Yale Center for Teaching and Learning

Online Learning for Alumni

Yale currently offers online courses on a variety of platforms including Coursera, Open Yale Courses, YouTube, and iTunes U. Yale’s philosophy of teaching and learning begins with the goal of providing a broadly based and highly disciplined approach to higher education.

Yale on Coursera:

Yale has partnered with Coursera, a MOOC platform, to amplify the impact of great teaching beyond the campus. Coursera allows free access to high-quality educational materials with a social, interactive approach designed to assess learning.

Open Yale Courses:

Open Yale Courses (OYC) provides lectures and other materials from selected Yale College courses to the public. The courses span the full range of liberal arts disciplines, including humanities, social sciences, and physical and biological sciences.   Registration and enrollment is not required and course do not offer credit hours, degrees, or certificates.

Yale on YouTube:

The Yale Courses channel on YouTube provides entry into the core of the University via its classrooms and academic programs. This channel includes complete sets of lectures from the Open Yale Courses initiative. Complementary syllabi, transcripts, and other resources may also be accessed from the Open Yale Courses site.

Yale on iTunesU:

Listen to Yale faculty, visitors, and performers from a variety of on-campus events and lectures.

Game Theory

This course is an introduction to game theory and strategic thinking. Ideas such as dominance, backward induction, Nash equilibrium, evolutionary stability, commitment, credibility, asymmetric information, adverse selection, and signaling are discussed and applied to games played in class and to examples drawn from economics, politics, the movies, and elsewhere.

Find this course on: YouTube  iTunes U  

Dante in Translation

The course is an introduction to Dante and his cultural milieu through a critical reading of the Divine Comedy and selected minor works (Vita nuova, Convivio, De vulgari eloquentia, Epistle to Cangrande).

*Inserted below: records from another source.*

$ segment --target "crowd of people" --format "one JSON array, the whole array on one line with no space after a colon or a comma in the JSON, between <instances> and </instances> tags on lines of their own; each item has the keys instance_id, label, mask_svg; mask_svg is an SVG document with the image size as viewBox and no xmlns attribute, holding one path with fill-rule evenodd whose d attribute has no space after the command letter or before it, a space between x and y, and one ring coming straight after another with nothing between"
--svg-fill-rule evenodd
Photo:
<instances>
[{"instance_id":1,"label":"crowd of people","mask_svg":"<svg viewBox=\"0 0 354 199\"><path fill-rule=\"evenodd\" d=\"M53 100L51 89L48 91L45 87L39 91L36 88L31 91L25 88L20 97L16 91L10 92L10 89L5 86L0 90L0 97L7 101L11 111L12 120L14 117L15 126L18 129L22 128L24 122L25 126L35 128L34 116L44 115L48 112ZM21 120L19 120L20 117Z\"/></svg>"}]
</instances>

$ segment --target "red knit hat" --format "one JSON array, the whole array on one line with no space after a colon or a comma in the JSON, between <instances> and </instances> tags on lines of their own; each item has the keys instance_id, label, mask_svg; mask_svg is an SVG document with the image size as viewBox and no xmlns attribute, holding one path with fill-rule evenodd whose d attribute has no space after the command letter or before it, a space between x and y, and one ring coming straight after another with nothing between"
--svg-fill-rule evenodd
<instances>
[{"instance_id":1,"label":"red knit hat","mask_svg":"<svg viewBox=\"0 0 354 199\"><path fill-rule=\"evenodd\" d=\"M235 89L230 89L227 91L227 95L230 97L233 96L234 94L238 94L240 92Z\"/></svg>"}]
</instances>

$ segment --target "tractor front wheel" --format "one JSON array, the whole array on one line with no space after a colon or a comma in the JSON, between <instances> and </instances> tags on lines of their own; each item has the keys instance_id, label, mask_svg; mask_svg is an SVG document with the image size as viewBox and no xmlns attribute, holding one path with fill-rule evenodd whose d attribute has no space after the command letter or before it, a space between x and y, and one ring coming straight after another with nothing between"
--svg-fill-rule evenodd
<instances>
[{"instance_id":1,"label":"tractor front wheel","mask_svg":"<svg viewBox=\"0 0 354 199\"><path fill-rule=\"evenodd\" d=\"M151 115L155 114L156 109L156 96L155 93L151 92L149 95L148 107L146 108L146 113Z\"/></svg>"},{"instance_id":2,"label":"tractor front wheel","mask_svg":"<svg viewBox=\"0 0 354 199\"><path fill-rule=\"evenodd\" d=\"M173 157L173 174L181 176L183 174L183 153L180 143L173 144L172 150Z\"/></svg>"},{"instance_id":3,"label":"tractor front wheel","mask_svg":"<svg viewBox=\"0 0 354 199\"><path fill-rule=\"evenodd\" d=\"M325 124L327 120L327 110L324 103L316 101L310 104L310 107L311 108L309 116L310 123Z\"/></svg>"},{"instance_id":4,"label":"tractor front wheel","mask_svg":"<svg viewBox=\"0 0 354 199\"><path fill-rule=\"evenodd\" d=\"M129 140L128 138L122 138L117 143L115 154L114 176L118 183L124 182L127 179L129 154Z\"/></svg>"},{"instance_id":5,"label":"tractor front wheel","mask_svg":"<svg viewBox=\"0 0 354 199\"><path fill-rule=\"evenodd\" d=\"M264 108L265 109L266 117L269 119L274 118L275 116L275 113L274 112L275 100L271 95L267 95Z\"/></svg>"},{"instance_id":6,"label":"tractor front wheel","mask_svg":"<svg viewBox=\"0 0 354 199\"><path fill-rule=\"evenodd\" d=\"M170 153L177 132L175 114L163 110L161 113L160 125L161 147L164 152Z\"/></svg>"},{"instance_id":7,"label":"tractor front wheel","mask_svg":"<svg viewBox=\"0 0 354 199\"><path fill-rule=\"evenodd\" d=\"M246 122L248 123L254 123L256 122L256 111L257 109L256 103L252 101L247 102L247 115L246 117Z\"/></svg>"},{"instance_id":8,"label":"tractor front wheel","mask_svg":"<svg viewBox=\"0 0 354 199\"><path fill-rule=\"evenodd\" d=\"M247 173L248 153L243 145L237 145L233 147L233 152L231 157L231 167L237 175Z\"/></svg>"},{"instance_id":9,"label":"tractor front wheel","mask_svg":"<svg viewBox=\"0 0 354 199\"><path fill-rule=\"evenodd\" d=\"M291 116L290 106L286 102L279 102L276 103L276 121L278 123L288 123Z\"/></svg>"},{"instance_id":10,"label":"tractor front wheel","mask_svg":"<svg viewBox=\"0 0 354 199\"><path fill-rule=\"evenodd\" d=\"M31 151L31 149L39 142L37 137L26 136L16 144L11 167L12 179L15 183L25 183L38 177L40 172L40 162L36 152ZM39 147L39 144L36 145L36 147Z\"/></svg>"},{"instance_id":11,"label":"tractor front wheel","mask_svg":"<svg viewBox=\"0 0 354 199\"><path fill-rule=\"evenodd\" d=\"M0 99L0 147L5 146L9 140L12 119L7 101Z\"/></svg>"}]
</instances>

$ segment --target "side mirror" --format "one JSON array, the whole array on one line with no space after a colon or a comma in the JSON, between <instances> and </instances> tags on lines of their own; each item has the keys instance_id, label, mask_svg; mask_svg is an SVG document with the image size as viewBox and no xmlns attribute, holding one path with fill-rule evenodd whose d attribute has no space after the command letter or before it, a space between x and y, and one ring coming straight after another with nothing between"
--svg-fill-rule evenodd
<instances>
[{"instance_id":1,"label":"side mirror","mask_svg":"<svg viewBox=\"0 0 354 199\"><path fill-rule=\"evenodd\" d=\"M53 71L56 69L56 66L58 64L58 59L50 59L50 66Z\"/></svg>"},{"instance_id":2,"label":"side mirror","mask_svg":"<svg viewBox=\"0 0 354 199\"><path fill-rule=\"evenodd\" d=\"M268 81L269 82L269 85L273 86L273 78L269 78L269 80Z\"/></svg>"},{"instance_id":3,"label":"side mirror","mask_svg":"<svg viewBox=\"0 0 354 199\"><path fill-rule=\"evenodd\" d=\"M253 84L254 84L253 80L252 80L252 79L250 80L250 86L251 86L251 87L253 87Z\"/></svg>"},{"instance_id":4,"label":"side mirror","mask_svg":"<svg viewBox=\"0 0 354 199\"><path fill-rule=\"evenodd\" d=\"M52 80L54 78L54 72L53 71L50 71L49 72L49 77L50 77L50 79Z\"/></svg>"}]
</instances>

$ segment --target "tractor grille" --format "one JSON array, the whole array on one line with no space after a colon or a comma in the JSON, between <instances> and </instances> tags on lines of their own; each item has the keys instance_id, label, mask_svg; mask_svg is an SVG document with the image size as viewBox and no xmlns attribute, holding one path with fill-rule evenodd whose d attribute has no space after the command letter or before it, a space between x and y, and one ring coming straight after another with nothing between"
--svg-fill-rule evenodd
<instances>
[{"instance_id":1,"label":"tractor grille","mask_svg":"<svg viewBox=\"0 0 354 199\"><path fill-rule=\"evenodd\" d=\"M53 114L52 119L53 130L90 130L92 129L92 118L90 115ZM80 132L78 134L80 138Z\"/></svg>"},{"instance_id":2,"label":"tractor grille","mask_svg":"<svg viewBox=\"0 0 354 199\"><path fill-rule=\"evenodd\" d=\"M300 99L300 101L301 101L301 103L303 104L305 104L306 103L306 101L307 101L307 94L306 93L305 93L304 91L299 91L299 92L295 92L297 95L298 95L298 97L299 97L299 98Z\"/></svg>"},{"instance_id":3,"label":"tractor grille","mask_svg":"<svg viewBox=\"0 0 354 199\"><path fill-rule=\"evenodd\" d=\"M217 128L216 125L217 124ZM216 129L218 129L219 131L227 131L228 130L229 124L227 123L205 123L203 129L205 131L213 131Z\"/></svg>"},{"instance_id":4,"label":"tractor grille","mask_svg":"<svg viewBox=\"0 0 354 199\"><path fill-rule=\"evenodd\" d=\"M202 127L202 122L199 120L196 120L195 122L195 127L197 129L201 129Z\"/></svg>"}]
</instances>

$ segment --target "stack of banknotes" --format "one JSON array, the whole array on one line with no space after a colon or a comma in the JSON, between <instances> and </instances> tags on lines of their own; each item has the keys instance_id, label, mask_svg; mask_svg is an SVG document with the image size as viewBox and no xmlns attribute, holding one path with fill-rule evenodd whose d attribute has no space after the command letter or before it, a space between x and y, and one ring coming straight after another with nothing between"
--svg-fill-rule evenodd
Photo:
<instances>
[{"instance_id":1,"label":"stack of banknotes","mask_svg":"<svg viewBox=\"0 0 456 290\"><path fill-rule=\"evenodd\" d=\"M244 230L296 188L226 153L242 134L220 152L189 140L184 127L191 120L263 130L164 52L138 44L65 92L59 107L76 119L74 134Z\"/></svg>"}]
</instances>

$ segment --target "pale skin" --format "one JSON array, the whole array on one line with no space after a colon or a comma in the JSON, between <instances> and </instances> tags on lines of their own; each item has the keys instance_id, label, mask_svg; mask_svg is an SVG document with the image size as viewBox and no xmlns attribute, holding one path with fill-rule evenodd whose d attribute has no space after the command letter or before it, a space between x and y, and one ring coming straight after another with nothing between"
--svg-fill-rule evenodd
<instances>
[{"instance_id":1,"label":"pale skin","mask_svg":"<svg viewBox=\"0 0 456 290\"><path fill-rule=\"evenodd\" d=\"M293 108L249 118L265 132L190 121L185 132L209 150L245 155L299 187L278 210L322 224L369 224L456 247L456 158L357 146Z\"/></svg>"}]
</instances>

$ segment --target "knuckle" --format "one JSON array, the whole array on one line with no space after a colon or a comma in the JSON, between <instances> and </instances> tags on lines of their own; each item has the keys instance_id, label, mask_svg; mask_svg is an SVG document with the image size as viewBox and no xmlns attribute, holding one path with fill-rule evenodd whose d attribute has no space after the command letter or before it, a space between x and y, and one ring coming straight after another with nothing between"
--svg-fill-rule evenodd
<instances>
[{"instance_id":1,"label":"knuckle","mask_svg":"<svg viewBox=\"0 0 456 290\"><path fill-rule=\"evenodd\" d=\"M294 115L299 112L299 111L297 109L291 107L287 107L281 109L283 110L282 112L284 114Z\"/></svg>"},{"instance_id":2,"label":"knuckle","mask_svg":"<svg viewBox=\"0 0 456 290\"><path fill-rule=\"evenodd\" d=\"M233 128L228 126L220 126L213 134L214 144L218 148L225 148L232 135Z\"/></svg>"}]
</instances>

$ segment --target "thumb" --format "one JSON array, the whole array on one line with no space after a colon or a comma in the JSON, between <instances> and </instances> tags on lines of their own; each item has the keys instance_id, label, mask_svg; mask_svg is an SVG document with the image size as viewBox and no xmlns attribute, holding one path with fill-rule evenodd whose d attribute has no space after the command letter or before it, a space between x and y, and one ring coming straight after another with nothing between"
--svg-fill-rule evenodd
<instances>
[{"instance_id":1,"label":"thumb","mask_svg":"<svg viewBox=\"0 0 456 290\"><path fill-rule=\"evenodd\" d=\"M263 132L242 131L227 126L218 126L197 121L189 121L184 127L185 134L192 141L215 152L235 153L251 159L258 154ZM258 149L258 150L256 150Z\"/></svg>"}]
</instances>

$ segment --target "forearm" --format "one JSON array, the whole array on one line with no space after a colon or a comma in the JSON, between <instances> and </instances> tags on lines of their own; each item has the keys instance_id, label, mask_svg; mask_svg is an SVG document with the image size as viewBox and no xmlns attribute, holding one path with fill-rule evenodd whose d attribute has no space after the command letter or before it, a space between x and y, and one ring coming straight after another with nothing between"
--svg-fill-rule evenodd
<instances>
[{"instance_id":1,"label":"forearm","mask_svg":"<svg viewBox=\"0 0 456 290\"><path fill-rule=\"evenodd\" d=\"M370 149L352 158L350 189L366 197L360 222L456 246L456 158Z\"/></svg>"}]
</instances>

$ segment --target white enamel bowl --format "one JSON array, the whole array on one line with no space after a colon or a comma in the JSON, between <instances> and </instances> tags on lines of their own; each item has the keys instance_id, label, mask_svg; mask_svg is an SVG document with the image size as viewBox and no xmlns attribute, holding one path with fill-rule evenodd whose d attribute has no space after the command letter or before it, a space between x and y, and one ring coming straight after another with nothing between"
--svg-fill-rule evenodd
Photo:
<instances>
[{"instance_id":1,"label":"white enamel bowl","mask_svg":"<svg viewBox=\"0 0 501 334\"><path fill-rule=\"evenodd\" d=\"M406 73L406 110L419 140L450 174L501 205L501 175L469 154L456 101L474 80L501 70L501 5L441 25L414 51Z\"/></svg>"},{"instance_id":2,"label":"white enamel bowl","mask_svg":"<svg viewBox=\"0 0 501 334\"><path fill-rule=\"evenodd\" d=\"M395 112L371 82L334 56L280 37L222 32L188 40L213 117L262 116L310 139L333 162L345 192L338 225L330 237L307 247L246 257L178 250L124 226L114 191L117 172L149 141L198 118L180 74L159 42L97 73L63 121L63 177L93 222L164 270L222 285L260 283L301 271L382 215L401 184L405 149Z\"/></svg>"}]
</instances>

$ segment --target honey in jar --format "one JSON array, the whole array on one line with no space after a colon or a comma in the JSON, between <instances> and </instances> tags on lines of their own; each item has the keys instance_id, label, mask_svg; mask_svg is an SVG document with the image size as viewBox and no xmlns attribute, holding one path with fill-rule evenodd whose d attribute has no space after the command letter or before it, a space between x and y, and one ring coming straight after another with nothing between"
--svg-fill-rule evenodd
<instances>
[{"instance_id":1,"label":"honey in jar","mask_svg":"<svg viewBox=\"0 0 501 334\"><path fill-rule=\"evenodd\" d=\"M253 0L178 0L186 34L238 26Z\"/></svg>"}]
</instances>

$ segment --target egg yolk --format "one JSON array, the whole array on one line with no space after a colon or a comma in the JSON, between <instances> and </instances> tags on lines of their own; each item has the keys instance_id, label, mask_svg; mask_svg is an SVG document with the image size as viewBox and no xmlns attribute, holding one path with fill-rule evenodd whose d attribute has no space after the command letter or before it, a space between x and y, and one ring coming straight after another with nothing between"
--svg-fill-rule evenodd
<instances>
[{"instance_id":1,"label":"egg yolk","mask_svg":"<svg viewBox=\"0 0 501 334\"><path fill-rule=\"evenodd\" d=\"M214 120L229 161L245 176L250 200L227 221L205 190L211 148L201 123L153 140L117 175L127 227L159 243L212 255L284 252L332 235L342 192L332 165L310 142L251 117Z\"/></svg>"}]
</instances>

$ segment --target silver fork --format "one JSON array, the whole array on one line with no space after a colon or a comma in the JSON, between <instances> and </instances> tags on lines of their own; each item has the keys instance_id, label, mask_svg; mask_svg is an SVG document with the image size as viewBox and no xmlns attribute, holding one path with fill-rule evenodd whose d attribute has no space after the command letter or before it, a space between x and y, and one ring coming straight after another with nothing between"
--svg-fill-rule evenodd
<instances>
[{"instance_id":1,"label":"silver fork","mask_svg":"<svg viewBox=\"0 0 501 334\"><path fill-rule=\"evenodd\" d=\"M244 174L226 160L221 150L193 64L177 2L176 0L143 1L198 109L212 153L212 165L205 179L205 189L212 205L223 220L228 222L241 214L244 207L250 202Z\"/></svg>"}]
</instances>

An analysis of Dante’s autobiography, the Vita nuova, establishes the poetic and political circumstances of the Comedy’s composition. Readings of Inferno, Purgatory and Paradise seek to situate Dante’s work within the intellectual and social context of the late Middle Ages, with special attention paid to political, philosophical and theological concerns. Topics in the Divine Comedy explored over the course of the semester include the relationship between ethics and aesthetics; love and knowledge; and exile and history.

Find this course on: YouTube  iTunes U  

The American Novel Since 1945

In “The American Novel Since 1945” students will study a wide range of works from 1945 to the present. The course traces the formal and thematic developments of the novel in this period, focusing on the relationship between writers and readers, the conditions of publishing, innovations in the novel’s form, fiction’s engagement with history, and the changing place of literature in American culture. The reading list includes works by Richard Wright, Flannery O’Connor, Vladimir Nabokov, Jack Kerouac, J. D. Salinger, Thomas Pynchon, John Barth, Maxine Hong Kingston, Toni Morrison, Marilynne Robinson, Cormac McCarthy, Philip Roth and Edward P. Jones. The course concludes with a contemporary novel chosen by the students in the class.

Find this course on: YouTube  iTunes U  

Fundamentals of Physics II

This is a continuation of Fundamentals of Physics, I (PHYS 200), the introductory course on the principles and methods of physics for students who have good preparation in physics and mathematics. This course covers electricity, magnetism, optics and quantum mechanics.

Find this course on: YouTube  iTunes U  

Constitutional Law

This course is designed to introduce you to one of the most important texts in human history—the United States Constitution. Why and how did this document come into existence in the 1780s? How and why has it been amended over the years? Who decides what it means? What are the ground rules for proper constitutional interpretation? How does the written Constitution interact with unwritten sources of constitutional authority, such as judicial decisions, presidential proclamations, landmark statutes, and widespread popular understandings?